Recht hast du natuerlich. Vllt. ensteht dieses Gefuehl der "Sicherheit" auch nur deswegen, weil man viel mehr vertraute Gesichter in der Innenstadt sieht auch wenn ein Groszteil dieser garnicht dort wohnt… 🙂
Der Artikel spricht mir aus der Seele.
Von wegen weiter Weg, ich komme aus Berlin, da fahre ich mit dem Fahrrad 10Minuten bis zum nächsten U-Bahnhof, von dem aus ich eine halbe Stunde zum Alex fahre. Hier fahre ich 10min mit dem Fahrrad und bin im Zentrum, fertig aus.
Ich möchte nicht bewerten, was für Leute in Schönwalde rumrennen, aber nachts sehe ich gewöhnlich – niemanden ;).
Wer sich über Kindergeschrei aufregt, sollte auch nicht nach Schönwalde kommen.
Daß jemand Hartz IV bezieht, macht ihn nicht zu einem schlechteren oder unfreundlichen Menschen. Sehe ich also auch nicht als negative Seite.
Klar, man kriegt Post von Udo Pastörs, das ist nicht schön und ein Indiz dafür, daß in Schönwalde tatsächlich eine faschistische Anhängerschaft zu finden ist(irgendwer muss den Mist ja verteilen).
So ist das halt mit Vorurteilen über "Ghettos". In Marzahn nicht anders als in Schönwalde.
Ja, es ist schon komisch, dass in einer kleinen Stadt wie Greifswalde die Wege so weit sein sollen. Ich geh die Strecke auch schon mal zu Fuß, wenn ich blau und zu geizig für ein Taxi bin.
Ich möchte dir aber in Bezug auf die faschistischen Anhänger widersprechen, denn verteilt können die Flyer auch von Studenten oder Auswärtigen verteilt werden. Das Problem ist eher, dass hier ein größeres Wählerpotential aufgrund der unbefriedigenden sozialen Lage zu finden ist. Das mit einer festgelegten Meinung nichts zu tun. Die Linke schlägt da in die gleiche Kerbe. In der einen Wahl werden sie dann die NPD wählen und in der Nächsten dann die Linke oder wie es die Meisten es generell machen: gar nicht zur Wahl gehen.

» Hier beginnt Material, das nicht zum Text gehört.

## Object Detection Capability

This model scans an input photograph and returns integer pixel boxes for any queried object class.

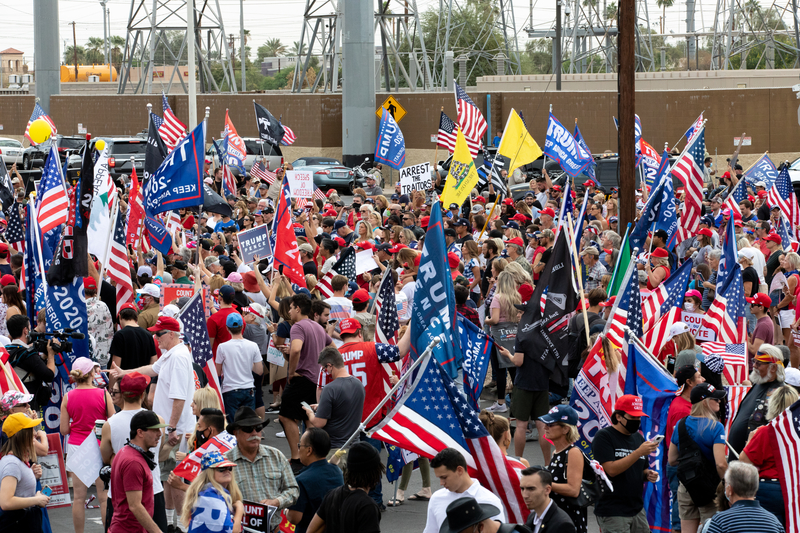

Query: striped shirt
[706,500,784,533]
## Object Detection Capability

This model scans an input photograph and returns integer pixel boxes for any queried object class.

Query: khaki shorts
[678,483,717,522]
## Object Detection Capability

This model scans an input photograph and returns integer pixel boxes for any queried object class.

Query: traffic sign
[375,95,406,122]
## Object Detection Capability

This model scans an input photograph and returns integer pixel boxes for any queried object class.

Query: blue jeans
[667,465,681,531]
[222,389,256,424]
[358,433,383,507]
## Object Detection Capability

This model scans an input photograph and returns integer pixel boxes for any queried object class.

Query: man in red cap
[592,394,658,533]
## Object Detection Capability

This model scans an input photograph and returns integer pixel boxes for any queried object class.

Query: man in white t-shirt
[423,448,506,533]
[214,313,264,424]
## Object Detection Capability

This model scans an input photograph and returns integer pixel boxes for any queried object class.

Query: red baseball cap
[351,289,369,304]
[147,316,181,333]
[339,318,361,335]
[614,394,650,418]
[745,292,772,309]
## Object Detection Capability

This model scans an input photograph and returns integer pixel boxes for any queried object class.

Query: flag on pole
[25,102,58,144]
[36,143,69,233]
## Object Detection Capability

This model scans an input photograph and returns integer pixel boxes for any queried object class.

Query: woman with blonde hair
[478,409,531,468]
[61,357,115,533]
[181,450,244,533]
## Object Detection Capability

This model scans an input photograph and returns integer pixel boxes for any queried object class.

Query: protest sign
[238,224,272,263]
[681,311,717,342]
[356,250,378,274]
[39,433,71,508]
[242,500,278,533]
[286,170,314,198]
[400,163,433,194]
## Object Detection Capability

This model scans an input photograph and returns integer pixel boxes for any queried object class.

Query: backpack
[678,417,720,507]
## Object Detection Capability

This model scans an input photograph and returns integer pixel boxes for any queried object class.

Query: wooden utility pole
[617,0,636,228]
[70,20,78,83]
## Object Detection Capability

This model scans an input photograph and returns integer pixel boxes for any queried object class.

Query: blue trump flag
[458,313,494,411]
[144,121,206,216]
[544,113,594,178]
[375,109,406,170]
[625,339,678,531]
[411,202,464,379]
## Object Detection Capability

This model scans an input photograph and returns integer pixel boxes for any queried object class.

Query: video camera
[31,328,85,353]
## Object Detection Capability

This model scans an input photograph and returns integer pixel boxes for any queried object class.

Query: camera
[31,329,84,353]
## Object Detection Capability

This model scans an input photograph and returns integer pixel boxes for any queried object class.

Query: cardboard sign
[238,224,272,263]
[681,311,717,342]
[286,170,314,198]
[39,433,71,508]
[400,163,433,194]
[242,500,278,533]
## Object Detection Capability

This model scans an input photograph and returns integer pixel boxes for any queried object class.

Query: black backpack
[678,418,720,507]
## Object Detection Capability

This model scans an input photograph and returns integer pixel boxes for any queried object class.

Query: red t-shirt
[664,396,692,446]
[108,446,153,533]
[206,307,247,357]
[744,426,779,479]
[317,342,400,427]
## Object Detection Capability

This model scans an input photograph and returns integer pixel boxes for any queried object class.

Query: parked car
[22,135,86,170]
[206,137,283,176]
[0,137,25,167]
[292,157,353,192]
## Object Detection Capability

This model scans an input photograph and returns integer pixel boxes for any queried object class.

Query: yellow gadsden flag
[442,128,478,206]
[497,109,542,174]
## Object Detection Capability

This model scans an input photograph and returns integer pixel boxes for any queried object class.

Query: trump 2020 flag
[375,109,406,170]
[144,120,206,217]
[625,332,678,531]
[411,202,464,379]
[544,113,594,178]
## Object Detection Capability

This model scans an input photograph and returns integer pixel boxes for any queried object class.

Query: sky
[0,0,788,68]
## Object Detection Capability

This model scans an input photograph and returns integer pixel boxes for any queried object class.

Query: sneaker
[486,402,508,413]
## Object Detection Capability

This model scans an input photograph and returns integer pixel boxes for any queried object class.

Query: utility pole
[617,0,636,227]
[70,20,78,82]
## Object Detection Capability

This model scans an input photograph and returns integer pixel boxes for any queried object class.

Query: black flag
[516,230,578,386]
[147,113,169,183]
[253,100,286,146]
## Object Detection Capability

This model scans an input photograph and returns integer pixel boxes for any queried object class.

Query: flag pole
[328,335,442,464]
[567,213,591,345]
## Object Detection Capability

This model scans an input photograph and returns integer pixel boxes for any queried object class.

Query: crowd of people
[0,151,800,533]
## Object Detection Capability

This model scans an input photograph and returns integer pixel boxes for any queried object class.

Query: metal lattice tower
[118,0,236,94]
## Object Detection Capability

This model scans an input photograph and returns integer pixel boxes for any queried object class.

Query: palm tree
[656,0,675,35]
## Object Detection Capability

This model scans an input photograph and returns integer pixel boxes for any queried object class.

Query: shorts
[278,376,317,420]
[511,387,550,422]
[778,309,795,329]
[678,483,717,522]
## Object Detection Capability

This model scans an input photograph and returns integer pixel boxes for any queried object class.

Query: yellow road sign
[375,95,406,122]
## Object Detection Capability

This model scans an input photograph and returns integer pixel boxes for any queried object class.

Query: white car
[0,137,24,167]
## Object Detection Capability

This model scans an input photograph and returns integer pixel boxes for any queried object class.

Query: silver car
[0,137,25,167]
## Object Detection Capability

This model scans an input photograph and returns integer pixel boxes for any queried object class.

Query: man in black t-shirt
[592,394,658,533]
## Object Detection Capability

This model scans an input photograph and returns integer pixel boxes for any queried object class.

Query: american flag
[436,111,456,152]
[281,124,297,146]
[36,145,69,233]
[317,246,356,298]
[700,341,747,385]
[25,102,58,144]
[158,93,186,152]
[701,265,747,344]
[769,396,800,533]
[672,128,706,243]
[106,204,133,309]
[371,356,528,524]
[178,291,225,409]
[454,83,489,159]
[767,165,800,229]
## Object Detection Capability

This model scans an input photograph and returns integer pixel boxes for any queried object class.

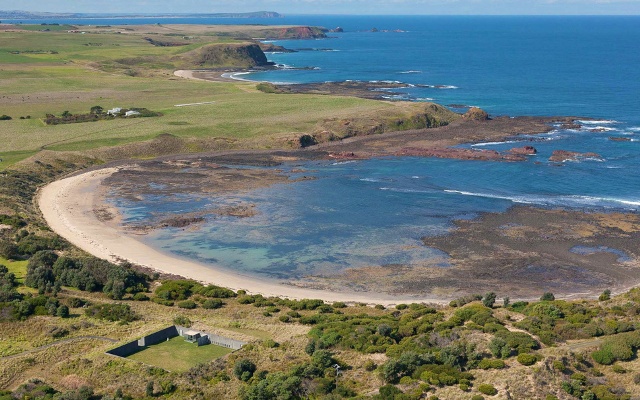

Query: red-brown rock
[549,150,602,162]
[509,146,538,156]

Egal, wer da wohnt oder nicht, ich will da trotdem nicht wohnen. Klar, ich besuch auch mal wen dort aber ich brauch die Nähe zur Innenstadt. Von Schönwalde kann mich nicht mal der Elisenpark überzeugen oder die relative Nähe zum Strand.
Wer ein wahres Ghetto sehen will, der soll mal erstmal ein paar Wochen im Berliner Stadtteil Wedding verbringen – das entspricht eher dem als Schönwalde.

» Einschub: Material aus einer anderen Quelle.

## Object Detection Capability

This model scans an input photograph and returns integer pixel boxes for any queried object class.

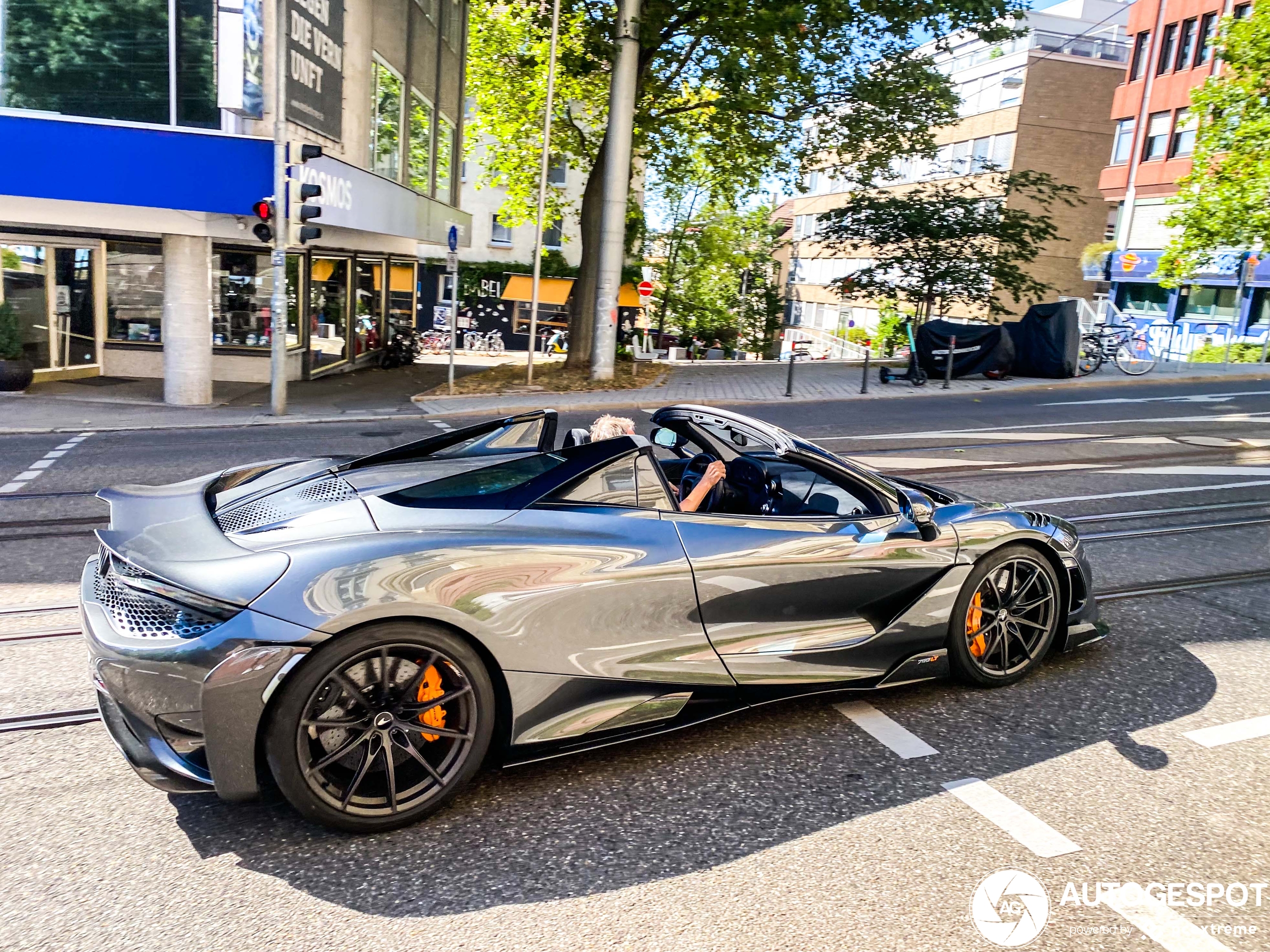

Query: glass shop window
[0,0,221,128]
[1120,283,1168,313]
[371,59,402,181]
[106,241,162,344]
[1186,284,1238,321]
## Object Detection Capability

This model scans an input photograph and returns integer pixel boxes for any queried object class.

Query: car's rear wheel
[948,546,1062,687]
[266,622,496,833]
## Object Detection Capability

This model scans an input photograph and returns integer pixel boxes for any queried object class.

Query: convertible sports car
[82,406,1105,832]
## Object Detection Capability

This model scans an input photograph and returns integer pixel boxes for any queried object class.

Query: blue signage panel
[0,115,273,214]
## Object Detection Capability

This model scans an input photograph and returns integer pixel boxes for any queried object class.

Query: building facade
[1098,0,1270,358]
[776,0,1130,342]
[0,0,471,404]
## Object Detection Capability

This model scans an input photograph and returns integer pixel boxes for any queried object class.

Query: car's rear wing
[96,472,291,606]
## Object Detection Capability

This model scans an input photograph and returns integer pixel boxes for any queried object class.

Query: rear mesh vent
[216,476,357,533]
[92,559,224,639]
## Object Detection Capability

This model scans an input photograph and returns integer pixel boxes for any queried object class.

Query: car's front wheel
[266,622,496,833]
[948,546,1062,687]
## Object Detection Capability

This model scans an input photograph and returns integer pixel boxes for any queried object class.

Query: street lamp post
[524,0,560,385]
[590,0,640,379]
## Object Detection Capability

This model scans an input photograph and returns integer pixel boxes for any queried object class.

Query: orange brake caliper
[418,665,446,741]
[965,592,987,658]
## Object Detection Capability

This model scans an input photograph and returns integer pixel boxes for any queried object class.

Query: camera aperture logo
[970,870,1049,948]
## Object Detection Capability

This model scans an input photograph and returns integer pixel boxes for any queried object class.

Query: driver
[590,414,728,513]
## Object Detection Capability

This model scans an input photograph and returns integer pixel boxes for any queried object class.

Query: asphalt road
[0,382,1270,952]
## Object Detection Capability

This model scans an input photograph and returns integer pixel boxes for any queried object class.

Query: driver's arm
[680,459,728,513]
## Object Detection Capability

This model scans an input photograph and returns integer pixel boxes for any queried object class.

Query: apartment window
[1195,11,1216,66]
[1174,19,1196,70]
[548,155,569,185]
[1168,109,1199,159]
[371,58,402,181]
[408,89,432,194]
[992,132,1014,171]
[1142,113,1174,162]
[437,115,458,204]
[489,212,512,247]
[1156,23,1178,76]
[1112,119,1136,165]
[970,136,992,175]
[542,218,564,251]
[0,0,221,128]
[1129,32,1150,82]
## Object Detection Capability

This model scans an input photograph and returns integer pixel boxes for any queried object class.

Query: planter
[0,360,36,391]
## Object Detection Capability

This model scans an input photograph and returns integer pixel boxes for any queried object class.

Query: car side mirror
[653,426,680,449]
[899,486,940,542]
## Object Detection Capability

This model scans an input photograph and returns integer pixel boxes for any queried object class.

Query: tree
[468,0,1026,366]
[1157,5,1270,287]
[654,204,782,352]
[816,170,1077,320]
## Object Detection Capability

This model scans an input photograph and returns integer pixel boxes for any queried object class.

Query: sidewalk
[0,358,1270,434]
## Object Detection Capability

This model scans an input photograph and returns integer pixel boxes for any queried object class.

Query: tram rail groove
[0,707,102,734]
[0,627,84,645]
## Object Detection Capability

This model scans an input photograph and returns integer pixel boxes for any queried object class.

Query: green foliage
[468,0,1026,360]
[816,170,1077,320]
[1081,241,1115,268]
[1157,5,1270,287]
[653,204,782,353]
[1186,344,1262,363]
[0,301,26,360]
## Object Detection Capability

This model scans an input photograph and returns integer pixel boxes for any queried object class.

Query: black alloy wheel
[266,622,496,833]
[948,546,1062,687]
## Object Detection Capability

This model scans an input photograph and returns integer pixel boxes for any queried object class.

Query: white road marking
[1182,715,1270,748]
[0,433,96,493]
[1036,390,1270,406]
[987,463,1115,472]
[847,456,1001,470]
[1112,466,1270,476]
[834,701,940,760]
[1102,886,1230,952]
[1007,473,1270,505]
[944,777,1081,860]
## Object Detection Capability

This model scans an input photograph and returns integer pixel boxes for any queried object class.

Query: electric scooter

wedding rulez oder wie es Horst Evers sagen würde: "Wedding ist die Perle unter den Berliner Bezirken"
btw: allgemein finde ich die Verwendung des Begriffs Ghetto nicht sonderlich gut, da er vor allem zur (rassistischen) Stigmatisierung dient
Stimmt wohl, hast du denn eine alternative?
"Problembezirk"? Obwohl jetzt gerade in den Berliner vormals-Problembezirken das größte Problem ist, dass es keinen Club Mate mehr zu kaufen gibt…
Nix gegen den Wedding,ja! 🙂
Ist toll da und halb gentrifiziert isser auch schon. (kann aber Schönwalde nicht passieren, keine Angst :-p)
Dieser Text ist, glaub ich, der erste hier auf dem webmoritz der mal nicht ins stumpfe Schönwalde-Bashing verfällt – ich hab immernoch den Artikel im Ohr, wo beim "Wohnungstest" "weit außerhalb" eine Tour durch die ranzigsten Gammelbauten/-wohnungen gemacht wurde um dann zu konstatieren, dass Ersti "da" nicht wohnen will. Bei soviel negativer Propaganda ist es nicht verwunderlich, dass Neuankömmlingen lieber Mondpreise in Pseudo-Innenstadtnähe (wie bereits mehrmals erwähnt – 15 Minuten und man ist in selbiger) bezahlt anstatt sich in SW "regelmäßig von marodierenden Nazi-Banden vertrimmen zu lassen" (O-Ton flüchtiger Bekannter).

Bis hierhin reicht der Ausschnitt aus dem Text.